Senate Blocks McCain Bid To Raise Auto-Safety Law
                    October 9, 2000

                    By a WALL STREET JOURNAL Staff Reporter

                    WASHINGTON -- The Senate continued to block Sen. John McCain (R.,
                    Ariz.) from bringing up auto-safety legislation prompted by the
                    Firestone tire recall.

                                         The Senate Commerce Committee, chaired by
                                         Mr. McCain, unanimously approved a bill that
                                         would require the auto industry to report more
                                         information on potential safety problems and
                                         would impose jail sentences on executives who
                    knowingly approve the sale of defective products that result in death or
                    injury. But several senators exercised their right under the chamber's
                    rules to block a floor vote.

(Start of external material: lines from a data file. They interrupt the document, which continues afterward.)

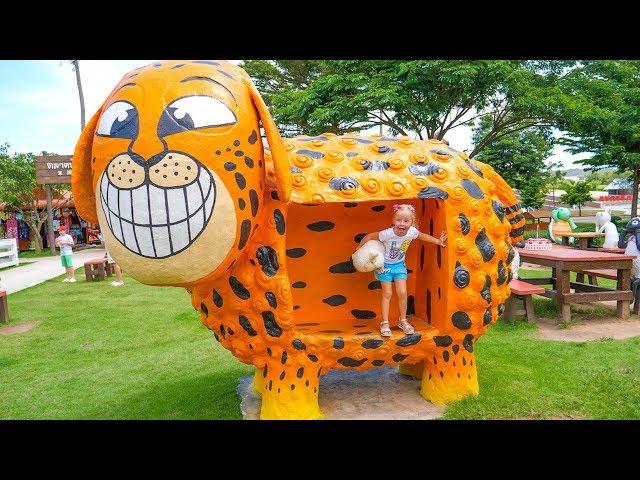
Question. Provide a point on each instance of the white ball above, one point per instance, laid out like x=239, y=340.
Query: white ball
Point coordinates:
x=369, y=257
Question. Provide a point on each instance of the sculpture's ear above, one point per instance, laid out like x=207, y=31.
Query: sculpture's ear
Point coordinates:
x=276, y=145
x=81, y=174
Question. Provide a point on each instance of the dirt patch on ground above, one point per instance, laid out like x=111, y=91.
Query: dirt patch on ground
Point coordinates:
x=594, y=328
x=19, y=328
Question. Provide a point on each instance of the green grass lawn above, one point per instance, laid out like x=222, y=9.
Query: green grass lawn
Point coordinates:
x=141, y=352
x=45, y=252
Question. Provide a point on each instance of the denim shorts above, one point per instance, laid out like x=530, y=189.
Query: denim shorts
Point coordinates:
x=393, y=271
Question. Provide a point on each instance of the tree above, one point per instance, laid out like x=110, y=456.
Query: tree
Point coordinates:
x=426, y=98
x=76, y=68
x=577, y=193
x=555, y=179
x=280, y=83
x=603, y=117
x=19, y=190
x=520, y=158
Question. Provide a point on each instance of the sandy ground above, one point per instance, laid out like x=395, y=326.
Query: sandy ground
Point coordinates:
x=376, y=394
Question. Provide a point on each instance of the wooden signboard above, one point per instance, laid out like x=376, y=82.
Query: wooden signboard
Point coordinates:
x=53, y=169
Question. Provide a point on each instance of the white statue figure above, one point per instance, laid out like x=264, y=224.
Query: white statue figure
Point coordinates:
x=369, y=257
x=630, y=241
x=515, y=264
x=604, y=224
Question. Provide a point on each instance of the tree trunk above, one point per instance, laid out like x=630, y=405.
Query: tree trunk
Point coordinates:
x=634, y=199
x=77, y=69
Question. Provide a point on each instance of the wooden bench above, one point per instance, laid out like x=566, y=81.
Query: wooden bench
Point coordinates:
x=594, y=273
x=97, y=268
x=4, y=307
x=521, y=290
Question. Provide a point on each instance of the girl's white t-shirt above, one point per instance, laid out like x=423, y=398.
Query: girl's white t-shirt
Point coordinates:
x=395, y=247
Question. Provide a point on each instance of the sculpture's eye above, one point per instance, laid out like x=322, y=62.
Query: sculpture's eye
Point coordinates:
x=191, y=113
x=119, y=120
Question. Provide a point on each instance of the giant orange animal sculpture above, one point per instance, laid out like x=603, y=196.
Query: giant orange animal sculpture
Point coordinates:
x=174, y=168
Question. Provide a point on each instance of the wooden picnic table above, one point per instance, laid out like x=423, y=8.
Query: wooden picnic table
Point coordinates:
x=563, y=260
x=584, y=240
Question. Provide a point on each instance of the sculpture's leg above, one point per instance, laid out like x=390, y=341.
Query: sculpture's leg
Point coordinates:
x=258, y=381
x=289, y=392
x=412, y=369
x=445, y=382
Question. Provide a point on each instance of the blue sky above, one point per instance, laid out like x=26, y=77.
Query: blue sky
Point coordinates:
x=40, y=109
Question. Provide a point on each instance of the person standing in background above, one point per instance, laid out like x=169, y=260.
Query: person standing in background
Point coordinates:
x=65, y=243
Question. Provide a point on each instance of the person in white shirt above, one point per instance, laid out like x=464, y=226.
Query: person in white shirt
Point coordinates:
x=396, y=241
x=65, y=243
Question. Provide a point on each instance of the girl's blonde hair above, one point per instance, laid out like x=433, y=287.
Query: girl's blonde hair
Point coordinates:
x=405, y=207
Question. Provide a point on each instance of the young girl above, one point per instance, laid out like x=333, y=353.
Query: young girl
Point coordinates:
x=396, y=241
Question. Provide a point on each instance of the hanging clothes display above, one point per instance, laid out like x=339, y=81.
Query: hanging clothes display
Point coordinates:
x=11, y=227
x=23, y=230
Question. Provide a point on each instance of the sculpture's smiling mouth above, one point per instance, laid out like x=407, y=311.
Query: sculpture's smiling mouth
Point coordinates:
x=158, y=222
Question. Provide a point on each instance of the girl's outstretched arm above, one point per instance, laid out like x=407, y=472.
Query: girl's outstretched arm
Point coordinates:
x=429, y=239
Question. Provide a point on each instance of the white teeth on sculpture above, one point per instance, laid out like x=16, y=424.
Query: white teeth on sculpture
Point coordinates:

                    The House is working on its version of the legislation. A vote in the full
                    House is expected early next week. If senators don't remove their
                    holds, the Senate won't get a chance to take up any version of the bill.

                    Mr. McCain chastised opponents for not identifying themselves and
                    accused them of caving into auto-industry lobbyists. Auto groups say
                    Mr. McCain's bill is "defective legislation" that would criminalize legitimate
                    engineering-design decisions. They support a provision of the House bill
                    that would allow company officials to avoid criminal prosecution if they
                    correct any misleading reports to the government "within a reasonable
                    time," but Mr. McCain calls that "a loophole."